Intégré à la Fédération Française de tennis en 2017, le paratennis continue de se développer et de se professionnaliser dans l’Hexagone. Mais la France part de loin, comme nous l’explique Patrick Labazuy, responsable national du paratennis au sein de la FFT.
Article rédigé par Mathieu Aellen
France Télévisions - Rédaction Sport
Publié
Temps de lecture : 9min
  (AMELIE LAURIN)

Le paratennis a basculé dans le giron fédéral il y a maintenant deux ans. Qu’est ce que cela change concrètement pour les joueurs et joueuses ?

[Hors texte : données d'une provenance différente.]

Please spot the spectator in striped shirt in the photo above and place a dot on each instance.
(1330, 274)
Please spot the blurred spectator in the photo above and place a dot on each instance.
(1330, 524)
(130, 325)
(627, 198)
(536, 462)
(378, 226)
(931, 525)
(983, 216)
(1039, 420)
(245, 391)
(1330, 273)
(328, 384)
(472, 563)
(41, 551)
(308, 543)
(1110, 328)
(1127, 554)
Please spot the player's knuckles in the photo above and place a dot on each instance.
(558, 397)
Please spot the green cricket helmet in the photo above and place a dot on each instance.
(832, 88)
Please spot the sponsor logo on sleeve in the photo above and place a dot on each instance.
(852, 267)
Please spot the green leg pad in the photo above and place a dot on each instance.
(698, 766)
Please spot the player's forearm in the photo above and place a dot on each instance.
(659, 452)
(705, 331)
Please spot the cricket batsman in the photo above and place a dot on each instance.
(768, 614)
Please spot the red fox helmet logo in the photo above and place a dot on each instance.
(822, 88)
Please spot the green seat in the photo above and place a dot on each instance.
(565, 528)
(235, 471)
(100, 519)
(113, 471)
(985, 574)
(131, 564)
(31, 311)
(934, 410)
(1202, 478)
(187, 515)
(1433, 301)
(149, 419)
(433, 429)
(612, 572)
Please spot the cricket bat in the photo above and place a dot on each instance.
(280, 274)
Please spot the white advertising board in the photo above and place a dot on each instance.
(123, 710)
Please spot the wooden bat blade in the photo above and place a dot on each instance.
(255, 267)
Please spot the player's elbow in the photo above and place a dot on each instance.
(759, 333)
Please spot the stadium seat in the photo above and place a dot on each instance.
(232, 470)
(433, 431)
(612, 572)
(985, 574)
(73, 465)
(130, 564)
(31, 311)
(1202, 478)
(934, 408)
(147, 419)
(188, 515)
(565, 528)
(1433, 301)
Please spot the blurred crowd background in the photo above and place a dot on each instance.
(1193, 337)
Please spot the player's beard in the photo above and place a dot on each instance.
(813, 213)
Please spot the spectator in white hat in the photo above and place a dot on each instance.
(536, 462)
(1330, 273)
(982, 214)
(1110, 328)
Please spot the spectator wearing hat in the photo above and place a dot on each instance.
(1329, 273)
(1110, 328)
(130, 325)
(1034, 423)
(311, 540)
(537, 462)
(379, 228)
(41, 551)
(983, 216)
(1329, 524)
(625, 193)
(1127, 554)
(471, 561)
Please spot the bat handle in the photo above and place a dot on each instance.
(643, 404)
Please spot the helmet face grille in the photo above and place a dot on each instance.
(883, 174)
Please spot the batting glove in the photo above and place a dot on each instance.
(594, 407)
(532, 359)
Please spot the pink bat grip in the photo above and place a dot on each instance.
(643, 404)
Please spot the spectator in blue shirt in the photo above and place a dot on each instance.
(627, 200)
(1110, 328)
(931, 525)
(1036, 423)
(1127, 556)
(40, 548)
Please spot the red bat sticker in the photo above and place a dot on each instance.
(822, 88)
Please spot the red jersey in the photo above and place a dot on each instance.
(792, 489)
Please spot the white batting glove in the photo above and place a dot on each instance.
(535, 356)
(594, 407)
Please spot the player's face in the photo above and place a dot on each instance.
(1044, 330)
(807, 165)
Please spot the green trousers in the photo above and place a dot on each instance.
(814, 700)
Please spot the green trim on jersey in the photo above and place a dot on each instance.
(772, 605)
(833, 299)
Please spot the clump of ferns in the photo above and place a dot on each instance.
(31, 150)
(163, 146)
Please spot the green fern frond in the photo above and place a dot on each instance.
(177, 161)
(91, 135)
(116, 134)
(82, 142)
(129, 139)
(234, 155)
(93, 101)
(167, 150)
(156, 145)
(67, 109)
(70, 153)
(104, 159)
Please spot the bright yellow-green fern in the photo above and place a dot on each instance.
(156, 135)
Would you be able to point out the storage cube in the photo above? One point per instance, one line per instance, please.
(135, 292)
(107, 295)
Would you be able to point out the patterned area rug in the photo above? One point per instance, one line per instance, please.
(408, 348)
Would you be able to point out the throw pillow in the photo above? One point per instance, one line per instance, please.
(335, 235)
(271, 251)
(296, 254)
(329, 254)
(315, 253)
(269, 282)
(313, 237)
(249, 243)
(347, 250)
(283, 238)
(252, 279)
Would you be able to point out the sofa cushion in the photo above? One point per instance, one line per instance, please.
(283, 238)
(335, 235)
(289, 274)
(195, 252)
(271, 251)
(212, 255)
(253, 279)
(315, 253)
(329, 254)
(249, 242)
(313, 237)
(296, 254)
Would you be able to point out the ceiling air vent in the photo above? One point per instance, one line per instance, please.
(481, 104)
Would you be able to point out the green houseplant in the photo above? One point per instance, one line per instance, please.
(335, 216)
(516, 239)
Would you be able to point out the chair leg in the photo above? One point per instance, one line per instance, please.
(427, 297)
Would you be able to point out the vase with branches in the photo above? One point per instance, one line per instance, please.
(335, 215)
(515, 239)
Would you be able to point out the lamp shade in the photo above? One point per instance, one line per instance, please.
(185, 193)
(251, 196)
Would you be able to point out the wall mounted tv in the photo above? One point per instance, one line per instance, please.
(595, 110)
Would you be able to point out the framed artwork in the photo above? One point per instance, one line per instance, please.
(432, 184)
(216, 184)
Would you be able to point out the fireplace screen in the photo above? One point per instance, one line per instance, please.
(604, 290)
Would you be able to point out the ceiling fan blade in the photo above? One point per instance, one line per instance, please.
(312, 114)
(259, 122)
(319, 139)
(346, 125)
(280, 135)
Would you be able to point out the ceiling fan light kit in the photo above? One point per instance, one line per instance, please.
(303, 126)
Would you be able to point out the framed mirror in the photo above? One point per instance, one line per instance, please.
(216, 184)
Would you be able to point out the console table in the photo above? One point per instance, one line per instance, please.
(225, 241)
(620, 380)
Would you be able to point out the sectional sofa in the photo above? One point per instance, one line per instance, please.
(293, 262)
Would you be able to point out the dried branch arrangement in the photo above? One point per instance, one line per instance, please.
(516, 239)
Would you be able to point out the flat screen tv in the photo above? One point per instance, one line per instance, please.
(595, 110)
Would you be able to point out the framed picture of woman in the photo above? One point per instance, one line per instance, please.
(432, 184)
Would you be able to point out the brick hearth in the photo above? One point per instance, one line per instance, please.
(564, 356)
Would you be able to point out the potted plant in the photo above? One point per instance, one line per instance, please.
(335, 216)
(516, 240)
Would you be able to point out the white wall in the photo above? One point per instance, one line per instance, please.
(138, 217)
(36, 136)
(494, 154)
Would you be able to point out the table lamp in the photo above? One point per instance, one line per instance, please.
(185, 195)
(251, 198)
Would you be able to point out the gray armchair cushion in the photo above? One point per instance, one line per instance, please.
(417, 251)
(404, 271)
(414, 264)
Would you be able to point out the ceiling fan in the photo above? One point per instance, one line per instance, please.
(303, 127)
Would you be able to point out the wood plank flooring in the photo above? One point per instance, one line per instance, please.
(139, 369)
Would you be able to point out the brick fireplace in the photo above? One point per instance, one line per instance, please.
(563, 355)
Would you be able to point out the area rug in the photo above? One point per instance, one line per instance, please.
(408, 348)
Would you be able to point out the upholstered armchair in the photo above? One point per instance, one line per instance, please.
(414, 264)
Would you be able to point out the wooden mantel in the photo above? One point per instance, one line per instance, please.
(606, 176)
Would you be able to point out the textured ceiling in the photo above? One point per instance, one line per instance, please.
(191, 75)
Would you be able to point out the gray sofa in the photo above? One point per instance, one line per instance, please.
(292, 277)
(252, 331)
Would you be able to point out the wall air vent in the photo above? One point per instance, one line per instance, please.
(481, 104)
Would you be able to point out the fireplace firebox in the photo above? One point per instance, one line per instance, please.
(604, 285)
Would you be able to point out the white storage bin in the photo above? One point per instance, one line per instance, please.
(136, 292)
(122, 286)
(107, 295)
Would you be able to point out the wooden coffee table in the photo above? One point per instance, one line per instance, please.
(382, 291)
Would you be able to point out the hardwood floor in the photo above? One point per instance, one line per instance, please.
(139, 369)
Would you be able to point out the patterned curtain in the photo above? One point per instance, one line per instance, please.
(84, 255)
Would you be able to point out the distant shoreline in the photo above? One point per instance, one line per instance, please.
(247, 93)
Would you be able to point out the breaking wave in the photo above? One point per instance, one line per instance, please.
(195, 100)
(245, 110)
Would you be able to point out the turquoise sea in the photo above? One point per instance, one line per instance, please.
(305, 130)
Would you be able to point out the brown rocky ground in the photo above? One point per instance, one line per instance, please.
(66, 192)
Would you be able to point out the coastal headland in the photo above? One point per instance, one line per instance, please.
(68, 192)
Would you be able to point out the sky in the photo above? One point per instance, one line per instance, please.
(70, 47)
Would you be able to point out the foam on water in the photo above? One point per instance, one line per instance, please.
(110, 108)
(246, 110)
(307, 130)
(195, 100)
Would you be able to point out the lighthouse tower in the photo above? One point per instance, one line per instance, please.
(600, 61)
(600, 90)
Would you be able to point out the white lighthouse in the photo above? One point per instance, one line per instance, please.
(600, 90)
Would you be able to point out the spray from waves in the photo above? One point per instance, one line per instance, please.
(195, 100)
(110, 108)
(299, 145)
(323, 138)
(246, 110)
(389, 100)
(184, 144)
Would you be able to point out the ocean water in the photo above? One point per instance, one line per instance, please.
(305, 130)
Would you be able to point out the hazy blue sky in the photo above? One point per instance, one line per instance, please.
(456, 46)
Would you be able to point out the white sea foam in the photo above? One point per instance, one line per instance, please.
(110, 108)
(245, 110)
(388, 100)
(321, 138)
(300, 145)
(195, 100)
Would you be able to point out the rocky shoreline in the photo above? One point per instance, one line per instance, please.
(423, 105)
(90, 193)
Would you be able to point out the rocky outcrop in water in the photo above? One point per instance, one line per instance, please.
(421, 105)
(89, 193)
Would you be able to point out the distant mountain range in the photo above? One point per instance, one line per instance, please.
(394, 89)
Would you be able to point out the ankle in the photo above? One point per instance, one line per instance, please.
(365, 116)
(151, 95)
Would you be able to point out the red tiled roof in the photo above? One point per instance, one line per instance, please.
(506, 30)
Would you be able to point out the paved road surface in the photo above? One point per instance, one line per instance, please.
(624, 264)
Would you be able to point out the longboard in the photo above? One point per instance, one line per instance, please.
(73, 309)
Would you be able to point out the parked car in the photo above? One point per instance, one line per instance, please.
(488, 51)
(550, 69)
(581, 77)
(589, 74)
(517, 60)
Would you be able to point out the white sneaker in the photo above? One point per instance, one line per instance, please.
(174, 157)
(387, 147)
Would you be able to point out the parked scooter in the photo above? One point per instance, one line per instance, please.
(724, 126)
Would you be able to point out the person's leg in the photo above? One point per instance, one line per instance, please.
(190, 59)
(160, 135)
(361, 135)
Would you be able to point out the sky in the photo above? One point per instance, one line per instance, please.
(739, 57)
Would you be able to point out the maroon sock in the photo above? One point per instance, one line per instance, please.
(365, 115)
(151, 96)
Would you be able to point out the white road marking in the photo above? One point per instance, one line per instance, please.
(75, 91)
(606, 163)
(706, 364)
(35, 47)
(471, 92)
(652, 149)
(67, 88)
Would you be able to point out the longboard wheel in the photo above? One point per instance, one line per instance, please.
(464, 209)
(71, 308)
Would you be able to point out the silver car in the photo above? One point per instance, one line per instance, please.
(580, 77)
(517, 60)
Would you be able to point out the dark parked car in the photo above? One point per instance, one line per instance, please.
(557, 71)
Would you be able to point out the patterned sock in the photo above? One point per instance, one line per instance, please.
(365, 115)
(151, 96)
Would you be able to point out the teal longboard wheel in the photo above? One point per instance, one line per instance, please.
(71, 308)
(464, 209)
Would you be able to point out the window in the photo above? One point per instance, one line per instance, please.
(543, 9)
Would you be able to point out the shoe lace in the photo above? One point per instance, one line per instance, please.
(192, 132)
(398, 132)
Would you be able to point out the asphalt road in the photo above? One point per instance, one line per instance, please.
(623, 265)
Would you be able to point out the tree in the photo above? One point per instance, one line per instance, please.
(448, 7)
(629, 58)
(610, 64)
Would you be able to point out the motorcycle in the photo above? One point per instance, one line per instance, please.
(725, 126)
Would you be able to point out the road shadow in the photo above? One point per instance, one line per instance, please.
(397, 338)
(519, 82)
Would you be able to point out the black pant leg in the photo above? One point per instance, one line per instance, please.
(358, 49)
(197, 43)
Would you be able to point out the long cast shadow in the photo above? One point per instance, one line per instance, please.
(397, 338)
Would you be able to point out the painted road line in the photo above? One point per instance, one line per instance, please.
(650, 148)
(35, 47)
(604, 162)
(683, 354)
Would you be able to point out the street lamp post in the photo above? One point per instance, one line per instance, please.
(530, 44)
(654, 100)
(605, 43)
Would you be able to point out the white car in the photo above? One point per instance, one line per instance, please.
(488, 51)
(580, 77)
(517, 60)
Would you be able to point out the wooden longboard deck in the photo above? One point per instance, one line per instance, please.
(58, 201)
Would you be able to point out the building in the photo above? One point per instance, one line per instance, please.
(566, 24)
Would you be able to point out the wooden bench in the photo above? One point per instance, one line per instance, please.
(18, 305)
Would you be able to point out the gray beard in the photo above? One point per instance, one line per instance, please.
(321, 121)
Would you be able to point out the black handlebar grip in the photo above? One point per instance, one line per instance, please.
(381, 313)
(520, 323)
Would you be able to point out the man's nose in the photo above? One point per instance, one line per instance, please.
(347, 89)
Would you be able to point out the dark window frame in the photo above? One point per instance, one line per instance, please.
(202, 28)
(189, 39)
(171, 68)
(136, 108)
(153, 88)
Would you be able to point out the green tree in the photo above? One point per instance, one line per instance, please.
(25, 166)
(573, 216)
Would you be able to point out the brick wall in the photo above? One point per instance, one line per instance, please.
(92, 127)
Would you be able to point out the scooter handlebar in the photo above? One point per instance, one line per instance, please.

Patrick Labazuy : "Mon rôle au sein de la Fédération française de tennis (FFT), c’est d’être responsable national du paratennis, c'est-à-dire d’essayer d’avoir la meilleure équipe de France possible. Notre objectif, c’est surtout de préparer les athlètes comme Stéphane Houdet, Nicolas Peifer et Charlotte Famin dans les meilleures conditions et donc leur donner des moyens pour préparer les grandes échéances comme les tournois du Grand Chelem. Par exemple, on a signé une convention avec eux pour qu’ils viennent s’entraîner toute l’année au Centre National d’Entraînement de la FFT, à Paris. Les athlètes profitent de cette structure, c'est-à-dire d’un préparateur physique, d’un préparateur mental, de tous les services médicaux, d’entraineurs pour les accompagner et superviser leur projet. Avec un prize-money bien inférieur à celui des valides et donc un budget limité, l’objectif est d’être en complémentarité avec leur projet pour minimiser leur investissement, mais surtout leur donner une plus-value par rapport à notre savoir-faire qui est la formation, l’entrainement, et la performance.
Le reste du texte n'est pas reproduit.